Monday, 16 July 2012

Educational psychologist writes to me about phonics and reading

[I've added one or two 'Editor' comments in italics]

Hi Michael,
I saw your recent tweets and request for evidence and thought I would send you a quick note detailing my views.

In terms of evidence for the phonological approach, it undoubtedly is the proven way to support children to decode writing.  However, as you have noted, being able to decode writing is not the same as being able to comprehend it.  Being able to decode does have an impact on motivation and desire to understand what is being read, but that does not necessarily translate to being able to comprehend.  I have worked with a number of children who are able to read aloud, but cannot tell you about what they have read. [It's very interesting you say this, because some phonics champions seem to think this is rare or insignificant. I've heard a good few teachers mention this. Ed. ]  It seems likely that decoding correlates with comprehension but is not causal.
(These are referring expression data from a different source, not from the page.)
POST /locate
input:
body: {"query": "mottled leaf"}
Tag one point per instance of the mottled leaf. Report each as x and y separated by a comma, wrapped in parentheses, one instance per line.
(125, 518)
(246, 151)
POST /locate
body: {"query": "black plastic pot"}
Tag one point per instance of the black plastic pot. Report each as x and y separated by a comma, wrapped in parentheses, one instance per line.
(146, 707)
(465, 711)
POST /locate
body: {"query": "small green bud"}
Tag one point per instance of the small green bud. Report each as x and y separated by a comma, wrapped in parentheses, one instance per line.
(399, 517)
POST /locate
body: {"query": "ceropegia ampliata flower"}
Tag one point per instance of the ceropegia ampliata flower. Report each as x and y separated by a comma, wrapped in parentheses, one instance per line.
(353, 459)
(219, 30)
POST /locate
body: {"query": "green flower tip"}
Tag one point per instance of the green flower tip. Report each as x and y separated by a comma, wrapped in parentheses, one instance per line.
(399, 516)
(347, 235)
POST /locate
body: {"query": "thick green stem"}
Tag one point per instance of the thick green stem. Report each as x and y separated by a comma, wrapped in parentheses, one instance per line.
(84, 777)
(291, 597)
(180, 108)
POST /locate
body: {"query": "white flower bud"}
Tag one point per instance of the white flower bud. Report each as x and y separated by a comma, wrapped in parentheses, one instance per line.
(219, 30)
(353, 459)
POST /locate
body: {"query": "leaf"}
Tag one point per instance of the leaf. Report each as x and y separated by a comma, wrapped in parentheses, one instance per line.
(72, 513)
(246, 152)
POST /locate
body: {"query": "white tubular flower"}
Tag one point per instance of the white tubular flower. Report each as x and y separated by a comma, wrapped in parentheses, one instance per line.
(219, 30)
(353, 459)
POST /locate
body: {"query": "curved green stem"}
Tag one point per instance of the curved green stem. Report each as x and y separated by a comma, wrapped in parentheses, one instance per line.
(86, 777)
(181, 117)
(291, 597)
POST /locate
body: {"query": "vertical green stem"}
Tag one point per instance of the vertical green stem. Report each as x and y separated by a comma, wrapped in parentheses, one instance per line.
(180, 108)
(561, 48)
The problem is decoding and understanding are two different skills, the latter being a largely language based one.  Children need to have been exposed to and heard words in context before they can understand them - it takes a skilled reader indeed to read a new word and work out its meaning through analysis of the context it is presented in. [I'm curious you say this, because in my experience, I've found that some very young children can indeed come across a new word, take a cue from, say, the initial letter, put that into the mix with awareness of context in the sentence and get the meaning from the sentence. Ed. ]
Vocabulary programs look to be useful for aiding comprehension, although research on the area is quite dated now.  However, a vocabulary program is difficult to implement if a child is unable to decode the words.  So I think the focus on phonological decoding is a relevant one - for the vast majority of children it helps them to read and comprehension is developed naturally through exposure to print and vocabulary.

I think the questions you raise are very relevant and interesting.  My view is that phonics teaching has a place, but I am not sure that it requires the money spent on it.  Tommy Mackay's work in Dunbartonshire used a considerably cheaper package than I see many schools investing in and saw fantastic results - although it should be noted it wasn't solely down to the phonics package.  It is simply an amazing piece of work - he set out to, and was largely successful in doing so, eradicate illiteracy in a whole town. [ Should this be better known? You say 'considerably cheaper' - that's important. And you say 'wasn't solely down to the phonics package'- again, this is something that  'our side' has been trying to say all along, isn't it? ]
In my work, I rarely advocate a phonics-only approach and at the least try to get children to have access to paired reading (which done properly includes questioning of materials which aids comprehension) and vocabulary input as well.  Too often it seems that the onus is placed on schools to teach children to read, when actually positive literacy outcomes tend to be related to factors outside of them.  And skilled readers enjoy reading!  Where's the fun?!
What we often forget is that this process of learning to read is a neurological miracle.  Reading, in evolutionary terms, is a very recent development that has, generally, been relativelyeasily learned by the vast majority of humans.  The central argument is that reading and writing must utilise neurological processes that have evolved over millennia - and these, appear, to be the ones linked to our understanding and use of language and visual processing. [ the key word here is 'linked' , is it not? Isn't the problem with 'first, fast and only' that the phonics gets detached (ie not linked with ) from the rest of the processes needed to make up 'reading for meaning' ? ]

Some of the key references I've used in my work are:
Brooks, G. (2007) What works for pupils with literacy difficulties?: The effectiveness of interventions schemes.
Dehaene, S. Reading in the brain: Neuronal mechanisms of a cultural invention.
Elliott, J. G. and Gibbs, S. (2008) Does Dyslexia Exist? Journal of Philosophy of Education.
Nation, K. and Angell, P. (2006) Learning to read and learning to comprehend, London Review of Education.
Snowling, M. J. and Hulme, C. (2011) Evidence-based interventions for reading and language difficulties: Creating a virtuous circle, British Journal of Educational Psychology.
Solity, J. and Vousden, J. (2009) Real books vs reading schemes: a new perspective from instructional psychology, Educational Psychology.
These are a tiny selection from a wide range of research done in this area, but are the ones that I have found most useful in supporting schools and families to address reading difficulties.